Joe Bedlow
- Born: Joseph Bedlow 29 March 2002 (age 24) Bury, England
- Height: 1.88 m (6 ft 2 in)
- Weight: 97 kg (15 st 4 lb)
- School: Myerscough College
- Notable relative: Sam Bedlow (brother)

Rugby union career
- Position: Centre

Senior career
- Years: Team / Apps / (Points)
- 2021–: Sale Sharks / 12 / (0)
- 2023–2024: → Doncaster Knights (loan) / 20 / (5)
- 2024–: → Caldy (loan) / 4 / (0)
- Correct as of 10 December 2024

= Joe Bedlow =

English rugby union player

Joe Bedlow (born 29 March 2002) is an English rugby union player who plays for Sale Sharks in the Gallagher Premiership.

Bedlow joined Sale Sharks academy straight from Myerscough College from a young age. His older brother Sam Bedlow also played for Sale Sharks and Bristol Bears in the Premiership.

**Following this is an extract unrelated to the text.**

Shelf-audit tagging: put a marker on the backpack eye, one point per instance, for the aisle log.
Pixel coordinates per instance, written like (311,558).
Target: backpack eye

Bedlow first appeared for Sale in a Premiership Rugby Cup fixture against Newcastle Falcons at the AJ Bell Stadium in November 2021.

On 26 July 2023, Bedlow would join Doncaster Knights in the RFU Championship on a season-long loan for the 2023–24 season. He made his Doncaster debut against Championship rivals Ealing Trailfinders in another Premiership Rugby Cup fixture.

He has returned to Sale for the 2024–25 season, while also on loan for another Championship side Caldy where he made his first appearance against rivals Ampthill in the Championship in October 2024.